Kinshasa, 07 août 2025- Le procès de Constant Mutamba, ancien ministre d’État à la Justice, s’est transformé en théâtre d’interrogations judiciaires et de suspicions politiques. Ce qui devait être une démonstration de rigueur judiciaire s’apparente de plus en plus à un dossier bâclé, agité au rythme d’intérêts obscurs.
Lors de l’audience du 6 août, tous les regards étaient tournés vers la Cour de cassation. Pourtant, l’absence remarquée de la Première ministre Judith Suminwa, pourtant citée dans le dossier, a jeté une ombre sur la crédibilité de la procédure. Pendant ce temps, des témoins clés ont comparu, apportant un éclairage dérangeant pour l’accusation.
Leurs témoignages n’ont pas seulement remis en question les éléments avancés par le parquet ; ils ont également renforcé la défense de l’ex-garde des sceaux. Aucun élément matériel probant n’a, à ce stade, réussi à lier formellement l’ancien ministre Mutamba aux faits de détournement évoqués.
Plus encore, la structure même du dossier semble vaciller. De nombreux observateurs dénoncent un procès précipité, probablement construit dans un but politique d’écarter Mutamba d’une scène nationale où il jouit encore d’une influence certaine.
Le comportement du ministère public aggrave cette perception. À commencer par le refus de comparaître de Maître Adler Kisula, haut responsable à la CENAREF et instigateur du dossier.

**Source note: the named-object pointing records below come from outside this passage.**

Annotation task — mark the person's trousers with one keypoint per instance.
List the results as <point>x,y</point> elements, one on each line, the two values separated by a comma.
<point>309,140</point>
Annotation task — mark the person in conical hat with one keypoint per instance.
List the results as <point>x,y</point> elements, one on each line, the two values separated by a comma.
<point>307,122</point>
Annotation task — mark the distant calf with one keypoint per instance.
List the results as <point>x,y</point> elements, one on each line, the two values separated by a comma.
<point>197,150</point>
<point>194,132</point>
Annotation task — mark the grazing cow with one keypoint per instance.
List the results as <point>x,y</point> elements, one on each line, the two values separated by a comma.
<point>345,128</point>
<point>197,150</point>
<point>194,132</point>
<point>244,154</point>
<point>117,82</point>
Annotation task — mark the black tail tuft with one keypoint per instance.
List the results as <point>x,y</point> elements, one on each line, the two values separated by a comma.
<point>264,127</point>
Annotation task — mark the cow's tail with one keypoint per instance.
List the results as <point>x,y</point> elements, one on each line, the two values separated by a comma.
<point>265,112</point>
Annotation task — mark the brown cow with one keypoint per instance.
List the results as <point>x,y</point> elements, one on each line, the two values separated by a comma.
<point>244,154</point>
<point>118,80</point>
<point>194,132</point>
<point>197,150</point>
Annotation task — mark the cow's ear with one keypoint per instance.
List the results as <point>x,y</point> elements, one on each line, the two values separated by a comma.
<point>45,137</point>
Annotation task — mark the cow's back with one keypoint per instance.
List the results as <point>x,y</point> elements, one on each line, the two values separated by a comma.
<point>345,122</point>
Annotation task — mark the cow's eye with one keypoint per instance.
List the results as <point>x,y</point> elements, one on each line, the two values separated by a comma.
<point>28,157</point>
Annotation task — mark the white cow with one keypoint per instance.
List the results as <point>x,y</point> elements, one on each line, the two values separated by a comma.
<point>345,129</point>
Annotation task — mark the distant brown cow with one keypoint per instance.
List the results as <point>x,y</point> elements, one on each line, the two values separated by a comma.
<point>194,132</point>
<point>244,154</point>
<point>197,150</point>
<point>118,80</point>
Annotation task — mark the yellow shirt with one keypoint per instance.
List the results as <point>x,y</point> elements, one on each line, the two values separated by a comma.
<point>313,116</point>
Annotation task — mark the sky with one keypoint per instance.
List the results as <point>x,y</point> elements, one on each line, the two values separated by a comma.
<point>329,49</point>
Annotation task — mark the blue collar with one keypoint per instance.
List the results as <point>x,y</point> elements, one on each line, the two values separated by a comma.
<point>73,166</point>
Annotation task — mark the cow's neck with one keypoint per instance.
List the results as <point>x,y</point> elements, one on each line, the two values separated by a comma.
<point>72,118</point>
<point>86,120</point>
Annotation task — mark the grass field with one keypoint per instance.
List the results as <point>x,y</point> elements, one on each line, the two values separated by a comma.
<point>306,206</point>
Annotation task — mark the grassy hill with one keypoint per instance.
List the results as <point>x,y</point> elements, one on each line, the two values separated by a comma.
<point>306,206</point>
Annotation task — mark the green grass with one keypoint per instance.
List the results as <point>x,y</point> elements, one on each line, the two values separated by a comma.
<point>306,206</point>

En invoquant la loi pour échapper à la barre, il affaiblit la transparence d’un procès déjà fragile.
En revanche, des témoins comme Christian Kalume et Bolema Kombozi ont apporté des informations accablantes pour l’accusation. Kalume n’a pas hésité à pointer une défaillance administrative au sein même de la Primature, remettant en cause la réactivité voire la compétence de la cheffe du gouvernement.
Sur un autre front, le représentant du GUCE est venu certifier la légalité de la société Zion Construction, au centre de l’affaire. Une information que le parquet semble avoir ignorée, au point de lancer un avis de recherche injustifié contre l’un de ses anciens actionnaires, Willy Musheni.
Ces éléments, s’ils étaient pris en compte avec impartialité, suffiraient à requalifier l’affaire. D’autant que le projet de construction de la prison à Kisangani, cœur du litige, a été confirmé par un responsable administratif comme bien réel et actif.
Face à ce délitement, la stratégie du ministère public commence à rappeler celle d’un autre fiasco judiciaire, l’affaire des forages. Dans les deux cas, la faiblesse des preuves tranche avec l’emballement médiatique et politique qui entoure le procès.
Mutamba, de son côté, parle ouvertement d’un « complot » orchestré par un trio influent. Ses avocats ont d’ailleurs récusé deux juges, une action jugée légitime par des défenseurs des droits humains, dont Jean-Claude Katende, qui rappelle que la confiance du justiciable est un principe fondamental du procès équitable.
À l’évidence, cette affaire dépasse le strict cadre judiciaire. Elle devient une parabole des fragilités d’un système judiciaire souvent accusé d’être manipulé par le pouvoir. Une justice instrumentalisée n’est plus garante de l’État de droit, mais complice de sa dérive.
Si la Cour de cassation ne parvient pas à restaurer la rigueur et l’équité dans cette procédure, elle court le risque de perdre toute autorité morale. Et si Mutamba venait à être blanchi, ce serait moins une victoire de l’accusé qu’un signal d’alarme sur l’état préoccupant de la justice congolaise.